Les cris du dehors lui parvenaient assourdis. Pendant quelques minutes, les clameurs se soutinrent à une sorte de paroxysme, puis peu à peu s'apaisèrent.

« Il faut repartir, il faut aller place de Crève », se dit Angélique. Et elle quitta le refuge du sanctuaire.

Sur le parvis, un groupe d'hommes et de femmes se battaient à l'emplacement où Bécher avait frappé le comte de Peyrac.

– Je l'ai, la dent du sorcier, cria l'un d'eux.

Et il s'enfuit, poursuivi par les autres. Une femme brandissait un haillon blanc.

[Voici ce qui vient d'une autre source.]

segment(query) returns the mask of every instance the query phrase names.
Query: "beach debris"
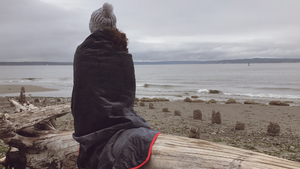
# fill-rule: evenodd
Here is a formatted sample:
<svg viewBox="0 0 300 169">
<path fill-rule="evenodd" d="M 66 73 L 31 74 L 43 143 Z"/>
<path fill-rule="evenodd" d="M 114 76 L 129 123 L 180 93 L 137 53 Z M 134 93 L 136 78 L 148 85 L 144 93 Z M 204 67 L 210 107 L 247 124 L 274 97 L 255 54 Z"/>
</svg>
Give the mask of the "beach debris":
<svg viewBox="0 0 300 169">
<path fill-rule="evenodd" d="M 1 120 L 6 120 L 9 118 L 9 114 L 8 113 L 0 113 L 0 119 Z"/>
<path fill-rule="evenodd" d="M 193 102 L 195 102 L 195 103 L 203 103 L 204 101 L 201 100 L 201 99 L 196 99 L 196 100 L 194 100 Z"/>
<path fill-rule="evenodd" d="M 245 123 L 237 121 L 235 123 L 235 130 L 245 130 Z"/>
<path fill-rule="evenodd" d="M 16 113 L 39 110 L 39 108 L 34 106 L 33 104 L 24 103 L 23 105 L 21 105 L 20 102 L 14 99 L 9 99 L 9 101 L 15 106 Z M 56 130 L 56 118 L 50 118 L 49 120 L 46 120 L 44 122 L 37 123 L 34 125 L 34 127 L 41 130 Z"/>
<path fill-rule="evenodd" d="M 280 133 L 280 126 L 275 122 L 270 122 L 267 132 L 271 136 L 278 136 Z"/>
<path fill-rule="evenodd" d="M 184 102 L 193 102 L 193 100 L 190 99 L 189 97 L 186 97 L 183 101 L 184 101 Z"/>
<path fill-rule="evenodd" d="M 70 157 L 76 156 L 79 147 L 71 136 L 74 131 L 68 133 L 58 131 L 51 123 L 52 119 L 70 113 L 70 105 L 28 109 L 30 107 L 28 103 L 22 105 L 18 99 L 9 99 L 9 101 L 25 109 L 22 112 L 10 114 L 9 118 L 0 114 L 0 139 L 10 146 L 5 154 L 6 157 L 0 159 L 0 165 L 15 169 L 47 168 L 50 163 L 53 164 L 52 166 L 62 168 L 76 165 L 76 160 L 70 160 Z M 21 106 L 19 107 L 23 108 Z M 0 145 L 2 150 L 1 146 L 2 144 Z M 71 156 L 66 156 L 66 154 L 71 154 Z M 26 159 L 28 156 L 30 158 Z"/>
<path fill-rule="evenodd" d="M 20 102 L 21 104 L 26 103 L 25 87 L 24 87 L 24 86 L 21 87 L 21 92 L 20 92 L 20 96 L 19 96 L 19 102 Z"/>
<path fill-rule="evenodd" d="M 21 87 L 21 92 L 25 93 L 25 87 L 24 86 Z"/>
<path fill-rule="evenodd" d="M 244 104 L 259 104 L 259 103 L 255 102 L 255 101 L 246 100 L 246 101 L 244 101 Z"/>
<path fill-rule="evenodd" d="M 221 113 L 220 112 L 215 112 L 214 110 L 212 110 L 212 118 L 211 118 L 211 123 L 216 123 L 216 124 L 221 124 Z"/>
<path fill-rule="evenodd" d="M 217 103 L 217 101 L 215 99 L 210 99 L 207 101 L 207 103 Z"/>
<path fill-rule="evenodd" d="M 29 110 L 28 107 L 25 107 L 23 106 L 20 102 L 14 100 L 14 99 L 8 99 L 8 101 L 15 106 L 15 111 L 16 112 L 22 112 L 22 111 L 25 111 L 25 110 Z"/>
<path fill-rule="evenodd" d="M 45 97 L 44 100 L 42 101 L 42 107 L 48 106 L 48 99 Z"/>
<path fill-rule="evenodd" d="M 219 90 L 209 90 L 210 94 L 219 94 L 220 91 Z"/>
<path fill-rule="evenodd" d="M 40 102 L 40 99 L 35 98 L 35 99 L 34 99 L 34 102 L 35 102 L 35 103 L 39 103 L 39 102 Z"/>
<path fill-rule="evenodd" d="M 225 104 L 235 104 L 236 101 L 233 98 L 228 99 Z"/>
<path fill-rule="evenodd" d="M 56 101 L 57 101 L 57 102 L 61 102 L 61 99 L 60 99 L 60 98 L 57 98 Z"/>
<path fill-rule="evenodd" d="M 189 138 L 196 138 L 200 139 L 200 128 L 199 127 L 192 127 L 189 131 Z"/>
<path fill-rule="evenodd" d="M 175 97 L 182 97 L 181 95 L 175 95 Z"/>
<path fill-rule="evenodd" d="M 140 101 L 140 99 L 138 99 L 138 98 L 134 98 L 134 105 L 138 105 L 138 103 L 139 103 L 139 101 Z"/>
<path fill-rule="evenodd" d="M 273 100 L 269 102 L 269 105 L 274 105 L 274 106 L 290 106 L 288 103 L 284 103 L 279 100 Z"/>
<path fill-rule="evenodd" d="M 193 98 L 193 99 L 197 99 L 197 98 L 199 98 L 198 96 L 191 96 L 191 98 Z"/>
<path fill-rule="evenodd" d="M 163 108 L 162 112 L 169 112 L 169 109 L 168 108 Z"/>
<path fill-rule="evenodd" d="M 149 103 L 149 109 L 154 109 L 153 103 Z"/>
<path fill-rule="evenodd" d="M 141 101 L 141 102 L 151 102 L 152 99 L 149 98 L 149 97 L 143 97 L 143 98 L 140 99 L 140 101 Z"/>
<path fill-rule="evenodd" d="M 140 106 L 145 106 L 145 103 L 144 102 L 140 102 Z"/>
<path fill-rule="evenodd" d="M 154 101 L 159 101 L 159 102 L 167 102 L 170 101 L 169 99 L 166 98 L 153 98 Z"/>
<path fill-rule="evenodd" d="M 174 111 L 174 116 L 181 116 L 181 112 L 179 110 Z"/>
<path fill-rule="evenodd" d="M 193 110 L 193 119 L 199 119 L 202 120 L 202 112 L 201 110 Z"/>
<path fill-rule="evenodd" d="M 166 98 L 148 98 L 148 97 L 143 97 L 140 99 L 141 102 L 165 102 L 165 101 L 170 101 L 169 99 Z"/>
</svg>

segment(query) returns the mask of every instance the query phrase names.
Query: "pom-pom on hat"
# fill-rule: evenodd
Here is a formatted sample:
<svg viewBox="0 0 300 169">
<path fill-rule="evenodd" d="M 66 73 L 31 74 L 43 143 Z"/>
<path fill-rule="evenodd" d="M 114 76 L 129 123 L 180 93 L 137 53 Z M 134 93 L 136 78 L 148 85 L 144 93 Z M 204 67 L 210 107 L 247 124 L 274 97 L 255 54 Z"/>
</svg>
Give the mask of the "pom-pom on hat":
<svg viewBox="0 0 300 169">
<path fill-rule="evenodd" d="M 90 31 L 103 30 L 104 28 L 116 28 L 117 18 L 113 13 L 114 7 L 109 3 L 104 3 L 102 8 L 95 10 L 91 15 Z"/>
</svg>

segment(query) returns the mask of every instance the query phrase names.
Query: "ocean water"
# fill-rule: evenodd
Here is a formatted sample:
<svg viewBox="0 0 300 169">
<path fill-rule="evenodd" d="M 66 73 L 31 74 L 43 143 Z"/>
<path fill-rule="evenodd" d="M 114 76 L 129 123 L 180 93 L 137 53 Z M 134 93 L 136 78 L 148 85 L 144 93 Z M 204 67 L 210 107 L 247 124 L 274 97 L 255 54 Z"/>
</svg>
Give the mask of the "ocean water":
<svg viewBox="0 0 300 169">
<path fill-rule="evenodd" d="M 0 85 L 37 85 L 58 91 L 35 92 L 33 96 L 70 97 L 73 86 L 72 66 L 0 66 Z M 182 100 L 196 95 L 199 99 L 225 101 L 270 100 L 300 105 L 300 63 L 279 64 L 188 64 L 135 65 L 136 96 Z M 219 90 L 210 94 L 209 90 Z M 14 95 L 15 94 L 5 94 Z M 2 95 L 2 96 L 5 96 Z M 181 97 L 179 97 L 181 96 Z"/>
</svg>

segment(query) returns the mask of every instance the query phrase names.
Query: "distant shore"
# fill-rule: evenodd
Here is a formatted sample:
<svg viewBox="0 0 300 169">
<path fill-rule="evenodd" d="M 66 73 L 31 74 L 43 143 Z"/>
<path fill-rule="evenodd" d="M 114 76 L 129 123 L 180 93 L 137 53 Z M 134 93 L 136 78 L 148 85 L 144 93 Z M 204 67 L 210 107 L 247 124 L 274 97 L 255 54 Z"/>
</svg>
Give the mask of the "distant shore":
<svg viewBox="0 0 300 169">
<path fill-rule="evenodd" d="M 300 63 L 299 58 L 252 58 L 214 61 L 134 61 L 135 65 L 169 65 L 169 64 L 249 64 L 249 63 Z M 0 66 L 26 65 L 73 65 L 73 62 L 0 62 Z"/>
</svg>

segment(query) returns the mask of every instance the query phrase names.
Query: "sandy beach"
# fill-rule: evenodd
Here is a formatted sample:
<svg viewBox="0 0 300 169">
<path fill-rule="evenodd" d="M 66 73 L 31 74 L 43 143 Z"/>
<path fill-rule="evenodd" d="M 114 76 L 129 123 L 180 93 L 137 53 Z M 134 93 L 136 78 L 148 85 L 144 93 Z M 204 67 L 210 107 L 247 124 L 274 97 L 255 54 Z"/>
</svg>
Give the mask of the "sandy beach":
<svg viewBox="0 0 300 169">
<path fill-rule="evenodd" d="M 26 93 L 57 90 L 57 89 L 49 89 L 49 88 L 44 88 L 41 86 L 33 86 L 33 85 L 0 85 L 0 94 L 20 93 L 22 86 L 24 86 Z"/>
<path fill-rule="evenodd" d="M 1 86 L 0 93 L 8 87 Z M 11 90 L 20 90 L 20 87 L 10 86 Z M 26 86 L 25 89 L 34 91 L 43 88 Z M 14 107 L 11 107 L 8 98 L 0 97 L 1 113 L 14 113 Z M 43 99 L 43 97 L 27 97 L 27 101 L 36 106 L 41 106 Z M 135 104 L 135 111 L 145 118 L 153 129 L 161 133 L 188 137 L 191 128 L 199 128 L 200 139 L 300 162 L 299 106 L 225 104 L 226 100 L 217 103 L 207 103 L 206 100 L 184 102 L 184 99 L 185 97 L 182 97 L 181 101 L 143 102 L 144 105 L 140 101 Z M 70 102 L 70 97 L 48 97 L 47 100 L 48 105 L 65 104 Z M 150 103 L 153 104 L 153 109 L 149 108 Z M 168 111 L 163 112 L 163 108 L 168 108 Z M 202 120 L 193 118 L 193 111 L 197 109 L 202 113 Z M 179 112 L 178 115 L 174 114 L 175 110 Z M 221 124 L 212 123 L 213 110 L 220 112 Z M 245 124 L 244 130 L 235 129 L 237 121 Z M 270 122 L 280 126 L 279 135 L 268 134 Z M 59 130 L 73 130 L 72 115 L 59 118 L 57 124 Z M 0 153 L 0 156 L 3 156 L 3 153 Z"/>
</svg>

– J'ai réussi à couper un morceau de sa chemise. Qui en veut ? Ça porte bonheur.

*****

Angélique courait. Au-delà du pont Notre-Dame, elle rejoignit la foule qui escortait le tombereau. Mais, dans les rues de la Vannerie et de la Coutellerie, il lui devint presque impossible d'avancer. Angélique suppliait qu'on la laissât passer. On ne l'écoutait pas. Les gens paraissaient en état de transe. Sous les rayons du soleil, la neige glissait des toits et tombait en gros paquets, recouvrant têtes et épaules. Mais personne n'en avait cure.

Enfin Angélique réussit à atteindre l'angle de la place. Au même instant, elle vit une énorme flamme jaillir du bûcher. Les bras levés, elle s'entendit crier d'une voix de folle :

– Il brûle ! Il brûle !...

Sauvage, elle se fraya un passage vers le lieu du supplice. La chaleur du brasier l'atteignit. Avivé par le vent, le feu ronflait.

Un crépitement d'orage ou de grêle s'élevait avec violence. Que signifiaient ces formes humaines s'agitant dans l'éclat jaune des flammes qui se mêlaient à la lumière du soleil ?

Quel était cet homme vêtu d'écarlate qui faisait le tour du bûcher, plongeant sa torche enflammée dans les soubassements des fagots ? Quel était cet homme en soutane noire cramponné à l'échelle, les sourcils grillés, et qui, tendant à bout de bras un crucifix, criait :

– Espérance ! Espérance !

Quel était cet homme enfermé dans la fournaise ? Oh ! Dieu ! Pouvait-il y avoir un être vivant dans cette fournaise ? Non, cet être n'était pas vivant, puisque le bourreau l'avait étranglé !

– Entendez-vous comme il crie ! disaient les gens.

– Mais non, il ne crie pas, il est mort, répétait Angélique hagarde. Et elle portait les mains à ses oreilles, croyant entendre sourdre du rideau de feu elle ne savait quelle clameur déchirante.